Bag a bargain resale property in Spain, in particular in the Valencian Region, and you could get clobbered out of the blue by a hefty tax bill on the grounds that you must have diddled the taxman.
Spanish property prices have tumbled by 50pc or more, and bargains abound. But as is clear from various forum discussions on the “Spanish bargain tax”, some successful bargain hunters have been shocked by an additional tax bill of thousands of Euros slapped on them without warning by the local tax office. It might not negate the bargain, but it certainly leaves a bitter taste.
The bad news comes in the form of a letter from the local tax office, subject line “Impuesto sobre Transmisiones Patrimoniales y Actos Jurídicos Documentados” and “Propuesta de liquidación”, which translates as a payment proposal for the ITP asset transfer tax.
This letter demands that you pay an extra asset transfer tax, or penalty ITP tax, on the grounds that the declared purchase price was too low, in the opinion of the tax office. The letter usually comes out of the blue, often a year or more after the deeds were signed before notary.
“It’s not unheard of for buyers to get a bill from the regional tax office several years after buying a flat and paying the taxes,” tax specialist José Manuel Lara of Grupo Prevalúa is quoted as saying in a recent article on the subject by the paper El Confidencial.

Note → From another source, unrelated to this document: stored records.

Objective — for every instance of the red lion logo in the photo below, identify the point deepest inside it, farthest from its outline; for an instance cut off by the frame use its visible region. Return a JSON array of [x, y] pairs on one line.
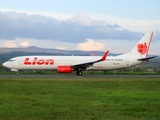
[[142, 48]]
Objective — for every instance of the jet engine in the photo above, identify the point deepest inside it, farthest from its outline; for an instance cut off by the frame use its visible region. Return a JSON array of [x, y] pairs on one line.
[[64, 69]]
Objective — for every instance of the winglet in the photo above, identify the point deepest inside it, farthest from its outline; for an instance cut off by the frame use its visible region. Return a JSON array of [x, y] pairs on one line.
[[104, 56]]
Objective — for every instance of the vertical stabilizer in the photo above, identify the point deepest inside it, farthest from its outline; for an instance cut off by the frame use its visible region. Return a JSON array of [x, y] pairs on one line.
[[142, 47]]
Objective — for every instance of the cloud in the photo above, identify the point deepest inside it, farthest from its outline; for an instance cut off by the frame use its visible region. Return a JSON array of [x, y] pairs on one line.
[[61, 48], [90, 45], [76, 30], [10, 44], [24, 44]]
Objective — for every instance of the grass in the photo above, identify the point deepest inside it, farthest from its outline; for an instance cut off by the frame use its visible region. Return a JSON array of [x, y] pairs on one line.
[[80, 99]]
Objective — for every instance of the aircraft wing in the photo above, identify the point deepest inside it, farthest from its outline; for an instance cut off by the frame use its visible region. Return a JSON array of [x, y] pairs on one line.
[[146, 59], [87, 64]]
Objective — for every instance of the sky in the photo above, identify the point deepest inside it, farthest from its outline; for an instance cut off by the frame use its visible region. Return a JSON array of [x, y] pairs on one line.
[[87, 25]]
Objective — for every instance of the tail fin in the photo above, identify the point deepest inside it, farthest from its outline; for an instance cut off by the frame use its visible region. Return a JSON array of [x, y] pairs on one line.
[[142, 48]]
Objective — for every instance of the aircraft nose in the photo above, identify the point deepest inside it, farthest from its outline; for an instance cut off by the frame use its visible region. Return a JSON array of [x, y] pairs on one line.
[[5, 64]]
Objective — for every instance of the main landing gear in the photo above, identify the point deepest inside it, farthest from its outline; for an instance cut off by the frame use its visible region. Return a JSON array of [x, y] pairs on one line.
[[79, 73]]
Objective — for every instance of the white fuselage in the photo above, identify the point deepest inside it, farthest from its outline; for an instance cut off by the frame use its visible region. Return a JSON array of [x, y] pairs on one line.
[[52, 62]]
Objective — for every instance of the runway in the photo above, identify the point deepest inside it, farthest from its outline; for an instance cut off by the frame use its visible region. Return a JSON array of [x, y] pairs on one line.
[[83, 76]]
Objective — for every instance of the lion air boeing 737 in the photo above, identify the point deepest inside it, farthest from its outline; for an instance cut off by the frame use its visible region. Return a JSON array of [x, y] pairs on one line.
[[67, 64]]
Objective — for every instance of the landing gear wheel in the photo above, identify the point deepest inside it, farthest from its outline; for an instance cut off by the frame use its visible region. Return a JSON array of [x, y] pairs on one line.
[[79, 73]]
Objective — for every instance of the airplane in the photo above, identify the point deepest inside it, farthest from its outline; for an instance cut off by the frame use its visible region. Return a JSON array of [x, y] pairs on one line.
[[68, 64]]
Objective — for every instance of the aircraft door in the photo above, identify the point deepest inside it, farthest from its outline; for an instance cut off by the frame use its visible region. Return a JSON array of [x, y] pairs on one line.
[[127, 62], [20, 61]]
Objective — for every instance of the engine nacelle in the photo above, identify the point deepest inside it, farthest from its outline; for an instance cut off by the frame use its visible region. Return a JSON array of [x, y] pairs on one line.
[[64, 69]]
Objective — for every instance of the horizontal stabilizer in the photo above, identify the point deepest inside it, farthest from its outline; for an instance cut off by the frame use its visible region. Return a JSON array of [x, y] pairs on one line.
[[147, 58]]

There is an old tradition in Spain of buying property with under-the-table cash payments (known as “B”) to avoid tax, which is why the tax office have their own set of tables with property values for tax purposes, often related to cadastral values. The tradition has been gradually dying out, though now that the Government has raised taxes on property sales, I wouldn’t be surprised if it made a comeback.
Buyers never had to worry about the “bargain hunter” tax when house prices were rising, because the tables used by the tax office were below market prices. Now that prices have crashed, in many cases below the values used by the tax office, some buyers are getting a nasty surprise.
The tax authorities know that prices have crashed, and that buyers are probably paying market values and declaring the full value, but that doesn’t stop them shaking down buyers for a few more Euros to help plug the gaping hole in public finances. In this respect, Spain is becoming more like Argentina.
Often just a few thousand Euros, most buyers just pay the bill, accepting it as the cost of bargain hunting in Spain. Few people fancy the hassle and extra cost of appealing against it.
But some choose to fight it, and many who do so win, according to an article in El Economista.
You would almost certainly need to user a lawyer or gestor to appeal, at extra cost, but here are some basic suggestions and ideas to help you understand how to appeal this “bargain hunter” tax:
- First of all, make sure you keep detailed documentation, correspondence, and notes of your purchase, especially the negotiation process; they might come in handy.
- When the tax notification arrives, you have 10 working days to register your appeal. Next comes a provisional payment order, which may or may not take into account your appeal, but which still has to be paid. If you win you’ll get your money back.
- Then you have a month to present either a recurso de reposición to the local tax office, which usually ends in failure, or a reclamación económico-administrativa to a regional economic administrative tribunal, which though slower usually ends in success. The latter is the obvious choice, though you should be guided by your lawyer or tax advisor.
- The appeal can take a year or more to conclude, but if you win you get your money back, though not with costs awarded. Even if you win, be warned the tax authorities might simply recalculate the tax and present you with another bill, in which case you have to go through the whole process again; if that happens, you are very likely to win a second time, after which the tax authorities tend to throw in the towel, according to tax specialist José Manuel Lara.
For anyone interested, what I am noticing in general terms today, is that the best bargains in cities are resale properties, whilst the best bargains on the coast are bank repossessions.